Do you have a path like this?


Some of my days at work are very long. And dusty. And end with bad, flattened down hair and oddball stains on the front of my shirt. I leave in the morning and I come back at night. I bring my lunch in a little sack decorated with tiny deer, which holds various tupperwares of yogurt and sandwiches and 2 big bottles of water since the hose water comes off an ag well, and I'm not sure about drinking so much of that. My office is in a trailer and my bathroom's out in a porta potty and I do a lot of yelling out there at work and have nice times and irritated times and do probably too much heavy lifting.

It's probably a lot like your job except I may go through a lot more sunscreen than you do at yours.

I thought it was funny over the weekend when someone asked me, is your blog your main thing you do? Because I like to put on airs as if I'm a millionaire who's full time job is to train my dogs and write amusing things about it in my blog with little photos and drawings, and you might not know, aw heck. I am just a working stiff like you are.

Some days on the job are better than others. I think this is the same at your work, too. Unless you're a drug addled sex slave kept in a locked shipping container behind a truck stop in the desert or maybe have to sew Hanes underpants waistbands together until your fingers bleed. I hope those aren't your jobs.

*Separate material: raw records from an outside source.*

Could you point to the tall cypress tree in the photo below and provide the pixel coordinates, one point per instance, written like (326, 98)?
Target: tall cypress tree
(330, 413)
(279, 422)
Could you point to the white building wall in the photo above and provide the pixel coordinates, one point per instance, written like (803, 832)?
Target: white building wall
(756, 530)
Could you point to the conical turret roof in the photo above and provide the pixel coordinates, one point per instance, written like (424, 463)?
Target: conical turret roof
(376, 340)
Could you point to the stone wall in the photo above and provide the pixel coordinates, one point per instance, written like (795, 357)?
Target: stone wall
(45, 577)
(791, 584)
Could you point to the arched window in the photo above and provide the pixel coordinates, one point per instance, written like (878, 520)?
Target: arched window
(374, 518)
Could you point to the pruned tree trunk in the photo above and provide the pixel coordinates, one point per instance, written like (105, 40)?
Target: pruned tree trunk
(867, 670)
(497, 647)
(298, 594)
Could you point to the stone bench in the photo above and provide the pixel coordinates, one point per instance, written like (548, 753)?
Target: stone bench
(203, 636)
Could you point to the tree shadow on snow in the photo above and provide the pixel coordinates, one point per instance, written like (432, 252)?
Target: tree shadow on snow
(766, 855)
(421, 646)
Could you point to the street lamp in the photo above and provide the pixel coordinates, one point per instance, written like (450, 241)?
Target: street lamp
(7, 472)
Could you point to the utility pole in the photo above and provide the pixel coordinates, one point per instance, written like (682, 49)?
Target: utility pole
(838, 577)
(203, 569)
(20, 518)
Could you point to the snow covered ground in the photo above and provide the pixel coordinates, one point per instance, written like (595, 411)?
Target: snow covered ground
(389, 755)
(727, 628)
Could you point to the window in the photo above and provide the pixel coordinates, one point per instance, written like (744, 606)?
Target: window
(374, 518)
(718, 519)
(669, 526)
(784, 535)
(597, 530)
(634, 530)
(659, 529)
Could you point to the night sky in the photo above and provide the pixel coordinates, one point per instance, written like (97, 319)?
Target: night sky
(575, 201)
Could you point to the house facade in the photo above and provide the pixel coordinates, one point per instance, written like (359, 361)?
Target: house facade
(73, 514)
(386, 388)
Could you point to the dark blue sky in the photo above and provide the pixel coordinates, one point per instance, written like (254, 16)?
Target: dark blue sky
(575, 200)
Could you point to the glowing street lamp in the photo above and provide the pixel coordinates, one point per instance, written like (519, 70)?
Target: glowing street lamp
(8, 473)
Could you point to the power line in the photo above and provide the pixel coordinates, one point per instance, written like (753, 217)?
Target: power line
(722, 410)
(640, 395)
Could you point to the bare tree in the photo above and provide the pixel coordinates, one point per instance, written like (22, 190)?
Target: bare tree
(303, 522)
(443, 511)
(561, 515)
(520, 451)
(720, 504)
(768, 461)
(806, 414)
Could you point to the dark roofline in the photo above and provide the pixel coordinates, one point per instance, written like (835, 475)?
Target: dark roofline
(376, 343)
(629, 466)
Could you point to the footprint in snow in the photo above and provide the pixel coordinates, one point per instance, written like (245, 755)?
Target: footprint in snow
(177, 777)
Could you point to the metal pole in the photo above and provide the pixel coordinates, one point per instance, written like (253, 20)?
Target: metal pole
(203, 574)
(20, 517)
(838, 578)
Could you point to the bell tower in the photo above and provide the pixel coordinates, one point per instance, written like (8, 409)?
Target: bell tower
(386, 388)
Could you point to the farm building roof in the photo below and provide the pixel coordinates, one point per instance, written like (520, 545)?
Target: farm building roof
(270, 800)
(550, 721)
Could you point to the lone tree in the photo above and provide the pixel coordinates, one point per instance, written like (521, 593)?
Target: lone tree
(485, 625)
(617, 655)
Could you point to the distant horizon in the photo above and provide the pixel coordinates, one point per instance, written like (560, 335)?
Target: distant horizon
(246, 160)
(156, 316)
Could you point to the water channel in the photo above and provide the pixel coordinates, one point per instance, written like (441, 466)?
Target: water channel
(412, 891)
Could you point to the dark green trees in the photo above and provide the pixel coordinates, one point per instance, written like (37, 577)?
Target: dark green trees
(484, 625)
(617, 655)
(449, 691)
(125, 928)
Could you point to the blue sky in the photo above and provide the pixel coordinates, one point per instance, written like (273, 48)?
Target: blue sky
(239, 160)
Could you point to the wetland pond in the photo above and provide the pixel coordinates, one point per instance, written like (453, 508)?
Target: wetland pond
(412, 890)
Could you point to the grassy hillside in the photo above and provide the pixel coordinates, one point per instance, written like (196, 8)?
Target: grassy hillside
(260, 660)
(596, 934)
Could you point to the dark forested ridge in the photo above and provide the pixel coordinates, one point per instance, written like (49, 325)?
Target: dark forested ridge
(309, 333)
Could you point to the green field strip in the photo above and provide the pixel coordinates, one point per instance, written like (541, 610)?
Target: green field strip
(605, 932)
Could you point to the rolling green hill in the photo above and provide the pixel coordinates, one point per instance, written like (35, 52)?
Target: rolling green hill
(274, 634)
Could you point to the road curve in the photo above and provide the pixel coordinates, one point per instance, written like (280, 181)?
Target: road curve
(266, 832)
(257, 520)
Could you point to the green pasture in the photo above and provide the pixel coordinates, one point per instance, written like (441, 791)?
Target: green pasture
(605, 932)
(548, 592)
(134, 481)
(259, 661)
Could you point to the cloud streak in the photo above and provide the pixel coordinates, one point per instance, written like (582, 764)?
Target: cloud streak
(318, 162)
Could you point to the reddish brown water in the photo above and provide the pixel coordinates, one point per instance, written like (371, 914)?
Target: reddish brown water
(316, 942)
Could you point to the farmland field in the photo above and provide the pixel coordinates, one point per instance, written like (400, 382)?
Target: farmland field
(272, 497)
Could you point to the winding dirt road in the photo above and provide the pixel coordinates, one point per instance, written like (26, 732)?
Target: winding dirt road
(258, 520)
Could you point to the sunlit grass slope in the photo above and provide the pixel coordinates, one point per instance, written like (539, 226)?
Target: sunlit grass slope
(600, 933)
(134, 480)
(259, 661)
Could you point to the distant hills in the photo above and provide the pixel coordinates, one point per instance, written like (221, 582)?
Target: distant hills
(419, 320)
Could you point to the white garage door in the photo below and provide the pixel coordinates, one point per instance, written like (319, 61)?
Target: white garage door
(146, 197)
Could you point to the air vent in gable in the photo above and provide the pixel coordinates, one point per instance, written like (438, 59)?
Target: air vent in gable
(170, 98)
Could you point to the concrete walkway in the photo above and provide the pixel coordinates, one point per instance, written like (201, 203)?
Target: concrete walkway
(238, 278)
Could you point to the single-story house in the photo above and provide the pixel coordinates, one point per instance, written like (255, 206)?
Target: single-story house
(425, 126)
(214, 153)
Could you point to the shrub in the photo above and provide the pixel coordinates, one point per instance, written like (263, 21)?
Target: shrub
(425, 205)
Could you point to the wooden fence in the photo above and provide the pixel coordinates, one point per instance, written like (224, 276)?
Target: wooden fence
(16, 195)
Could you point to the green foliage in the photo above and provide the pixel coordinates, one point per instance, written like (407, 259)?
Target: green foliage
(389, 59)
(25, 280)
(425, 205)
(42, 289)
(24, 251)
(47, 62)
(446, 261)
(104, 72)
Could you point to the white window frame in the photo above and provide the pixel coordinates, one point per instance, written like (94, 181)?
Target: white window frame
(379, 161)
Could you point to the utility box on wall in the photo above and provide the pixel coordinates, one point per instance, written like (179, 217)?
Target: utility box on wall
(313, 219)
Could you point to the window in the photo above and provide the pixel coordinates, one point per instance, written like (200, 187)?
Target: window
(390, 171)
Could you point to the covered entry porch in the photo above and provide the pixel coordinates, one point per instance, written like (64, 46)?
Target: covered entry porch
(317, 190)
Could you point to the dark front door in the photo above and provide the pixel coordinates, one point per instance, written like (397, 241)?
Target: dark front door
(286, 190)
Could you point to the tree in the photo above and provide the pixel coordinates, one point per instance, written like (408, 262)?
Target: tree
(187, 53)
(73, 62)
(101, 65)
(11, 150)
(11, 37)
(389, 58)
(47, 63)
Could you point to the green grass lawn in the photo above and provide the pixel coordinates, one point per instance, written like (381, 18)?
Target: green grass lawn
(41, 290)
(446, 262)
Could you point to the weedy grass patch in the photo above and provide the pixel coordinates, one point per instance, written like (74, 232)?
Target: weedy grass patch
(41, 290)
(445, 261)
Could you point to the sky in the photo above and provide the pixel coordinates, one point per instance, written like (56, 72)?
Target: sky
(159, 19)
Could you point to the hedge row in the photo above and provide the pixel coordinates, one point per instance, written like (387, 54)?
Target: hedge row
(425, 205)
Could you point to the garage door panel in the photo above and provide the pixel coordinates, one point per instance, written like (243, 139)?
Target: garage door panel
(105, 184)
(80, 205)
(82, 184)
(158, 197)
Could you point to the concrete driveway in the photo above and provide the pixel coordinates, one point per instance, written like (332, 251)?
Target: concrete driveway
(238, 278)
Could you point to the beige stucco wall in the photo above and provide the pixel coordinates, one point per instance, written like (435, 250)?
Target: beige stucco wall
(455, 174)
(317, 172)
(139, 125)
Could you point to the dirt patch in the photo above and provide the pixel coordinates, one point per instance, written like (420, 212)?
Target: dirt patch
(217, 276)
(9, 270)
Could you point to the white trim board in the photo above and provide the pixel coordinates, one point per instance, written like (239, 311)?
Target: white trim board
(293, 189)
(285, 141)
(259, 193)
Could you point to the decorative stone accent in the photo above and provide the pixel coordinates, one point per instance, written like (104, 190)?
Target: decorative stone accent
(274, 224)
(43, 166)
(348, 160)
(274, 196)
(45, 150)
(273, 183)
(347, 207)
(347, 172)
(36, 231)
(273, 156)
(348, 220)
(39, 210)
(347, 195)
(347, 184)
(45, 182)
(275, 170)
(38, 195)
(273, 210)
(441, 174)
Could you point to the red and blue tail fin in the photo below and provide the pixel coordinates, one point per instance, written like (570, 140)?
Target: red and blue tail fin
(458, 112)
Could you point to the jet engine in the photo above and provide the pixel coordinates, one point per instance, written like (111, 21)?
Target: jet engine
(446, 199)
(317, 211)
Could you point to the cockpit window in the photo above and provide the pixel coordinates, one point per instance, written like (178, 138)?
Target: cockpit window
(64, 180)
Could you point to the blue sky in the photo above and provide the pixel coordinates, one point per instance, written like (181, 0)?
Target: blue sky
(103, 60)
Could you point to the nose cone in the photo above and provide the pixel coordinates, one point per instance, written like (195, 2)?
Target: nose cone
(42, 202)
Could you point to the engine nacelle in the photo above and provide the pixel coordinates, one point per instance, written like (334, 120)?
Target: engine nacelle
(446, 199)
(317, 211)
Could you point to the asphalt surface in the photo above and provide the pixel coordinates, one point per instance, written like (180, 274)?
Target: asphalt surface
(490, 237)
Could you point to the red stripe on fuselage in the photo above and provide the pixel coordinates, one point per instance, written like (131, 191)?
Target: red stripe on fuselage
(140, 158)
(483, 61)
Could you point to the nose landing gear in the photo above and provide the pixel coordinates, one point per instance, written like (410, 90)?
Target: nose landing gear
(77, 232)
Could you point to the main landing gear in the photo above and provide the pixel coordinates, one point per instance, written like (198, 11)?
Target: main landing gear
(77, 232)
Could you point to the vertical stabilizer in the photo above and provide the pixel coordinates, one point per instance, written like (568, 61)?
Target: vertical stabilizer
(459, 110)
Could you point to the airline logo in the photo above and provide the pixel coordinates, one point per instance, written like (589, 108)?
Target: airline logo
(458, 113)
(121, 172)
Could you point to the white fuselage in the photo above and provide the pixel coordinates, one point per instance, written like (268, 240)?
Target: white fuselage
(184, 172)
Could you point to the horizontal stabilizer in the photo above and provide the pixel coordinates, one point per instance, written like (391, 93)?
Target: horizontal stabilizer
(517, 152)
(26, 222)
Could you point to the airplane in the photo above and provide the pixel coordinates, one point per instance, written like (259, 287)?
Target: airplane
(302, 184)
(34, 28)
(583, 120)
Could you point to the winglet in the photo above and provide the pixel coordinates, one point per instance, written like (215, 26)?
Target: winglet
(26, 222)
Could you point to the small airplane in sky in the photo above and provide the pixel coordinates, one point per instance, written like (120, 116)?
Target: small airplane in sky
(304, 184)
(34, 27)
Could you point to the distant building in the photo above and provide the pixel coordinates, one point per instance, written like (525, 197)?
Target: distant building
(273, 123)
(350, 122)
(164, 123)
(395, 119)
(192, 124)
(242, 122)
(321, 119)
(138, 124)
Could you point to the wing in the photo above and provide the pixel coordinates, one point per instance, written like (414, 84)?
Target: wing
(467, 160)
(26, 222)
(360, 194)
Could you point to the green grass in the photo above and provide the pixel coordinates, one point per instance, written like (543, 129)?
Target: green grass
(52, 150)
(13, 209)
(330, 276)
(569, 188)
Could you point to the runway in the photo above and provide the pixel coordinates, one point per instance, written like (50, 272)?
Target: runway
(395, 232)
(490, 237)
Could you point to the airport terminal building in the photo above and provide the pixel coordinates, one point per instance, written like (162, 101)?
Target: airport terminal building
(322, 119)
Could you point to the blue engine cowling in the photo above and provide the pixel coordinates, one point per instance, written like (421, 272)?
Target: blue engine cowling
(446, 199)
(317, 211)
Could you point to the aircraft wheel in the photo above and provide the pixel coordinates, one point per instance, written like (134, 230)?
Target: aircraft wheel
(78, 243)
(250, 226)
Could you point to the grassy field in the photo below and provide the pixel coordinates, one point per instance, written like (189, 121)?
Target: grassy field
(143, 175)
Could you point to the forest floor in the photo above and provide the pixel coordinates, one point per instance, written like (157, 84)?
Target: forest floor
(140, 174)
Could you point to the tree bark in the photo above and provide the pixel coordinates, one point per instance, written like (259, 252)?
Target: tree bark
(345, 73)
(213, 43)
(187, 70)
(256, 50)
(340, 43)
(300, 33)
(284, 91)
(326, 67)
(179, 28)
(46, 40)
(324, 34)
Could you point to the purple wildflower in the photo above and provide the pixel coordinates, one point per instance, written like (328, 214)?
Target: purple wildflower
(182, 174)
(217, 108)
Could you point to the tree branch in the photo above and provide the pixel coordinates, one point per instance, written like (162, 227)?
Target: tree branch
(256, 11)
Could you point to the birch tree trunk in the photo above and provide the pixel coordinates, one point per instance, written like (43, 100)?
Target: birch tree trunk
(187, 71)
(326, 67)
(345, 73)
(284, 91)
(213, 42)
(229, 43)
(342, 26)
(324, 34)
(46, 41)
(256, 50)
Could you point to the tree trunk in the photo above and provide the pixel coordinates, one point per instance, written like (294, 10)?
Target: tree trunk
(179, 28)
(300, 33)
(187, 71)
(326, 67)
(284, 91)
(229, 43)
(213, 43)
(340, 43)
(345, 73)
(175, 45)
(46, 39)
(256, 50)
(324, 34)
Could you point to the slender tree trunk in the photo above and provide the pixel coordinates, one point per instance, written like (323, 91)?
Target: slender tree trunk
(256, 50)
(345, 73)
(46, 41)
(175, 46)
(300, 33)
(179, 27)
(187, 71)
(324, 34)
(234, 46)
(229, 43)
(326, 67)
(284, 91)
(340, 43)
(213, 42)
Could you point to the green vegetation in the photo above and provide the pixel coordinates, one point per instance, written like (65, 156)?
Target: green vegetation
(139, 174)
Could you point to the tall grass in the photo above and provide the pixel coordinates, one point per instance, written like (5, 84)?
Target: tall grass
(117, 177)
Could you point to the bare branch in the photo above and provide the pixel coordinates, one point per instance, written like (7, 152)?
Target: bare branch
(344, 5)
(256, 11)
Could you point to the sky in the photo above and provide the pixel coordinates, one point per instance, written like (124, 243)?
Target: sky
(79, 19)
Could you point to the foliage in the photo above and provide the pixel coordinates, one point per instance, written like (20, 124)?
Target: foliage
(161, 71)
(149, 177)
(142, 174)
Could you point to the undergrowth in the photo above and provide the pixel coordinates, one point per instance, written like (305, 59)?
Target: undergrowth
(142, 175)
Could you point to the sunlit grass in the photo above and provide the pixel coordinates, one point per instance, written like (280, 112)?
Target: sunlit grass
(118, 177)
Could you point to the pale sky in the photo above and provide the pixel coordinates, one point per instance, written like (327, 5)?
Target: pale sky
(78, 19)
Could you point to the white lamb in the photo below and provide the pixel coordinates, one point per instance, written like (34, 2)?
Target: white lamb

Some days on the job are worse than others. Shit happens. Or maybe it was one of those days that was just fine. Just another day at work. Then you drive back out of the hills and across the county and sit in the freeway traffic and back into town and those dogs are in the back of the car, and they just had a day at work, too. Maybe one of them snored her head off on an old wool blanket, and one of them got up the desk like she isn't suppose to, to stare at the window and see if it looks like it's quitting time. Or one of them might have sat in the office doorway and stared at the glittery tape on the sprinkler on the hill, that flutters in the breeze, just so.

Although I have to say, he hasn't been doing that, as of late.

Those long days, afterwards we end driving out to the edge of town, to the path that walks out to the bluffs, alongside the mobile home park with the lamest graffiti ever limply sprayed on it's cinderblock wall. We all know that path, lately by the time we get there the sun is starting to head down and you can tell the season is changing by the way that light is starting to glare across the scrub brush and into squinting dog eyes. Some of us walk, some of us run, some of us chase rabbits into the greaseweed. We all check for ticks.

We just walk as far as the ocean bluff, where the wind picks up and tonight there were about 100 pelicans, all flying with purpose towards the north. Not sure what's there for them, in the north, but it's where they think they need to go. In a big flapping v-shape, skimming across the waves and up into the air.

Sometimes a heron stands out there in the field. None of us mess with that thing, a bird that stands maybe as high as me with a beak that looks like a saber. It's nature and all, but that thing looks evil to me.

I don't know how far we walk out there. A mile? It doesn't take too long to walk there and back. Or run. Or trot. Or stop to roll in dead grass, depending on who you are. Long enough to know, that we are all happy how we're ending our day.

2 comments:

Celeste said...

Lovely post.
I once saw one of those tall gray herons catch a big gopher (with a stab like lightning)and then fly away with the gopher still struggling in its long neck. The heron flew awkwardly, with its neck pinging around in weird ways. I don't like gophers, but I felt sorry for that one.
Celeste

Jodi, eh? said...

Reading a post by you is a perfect way to end my day.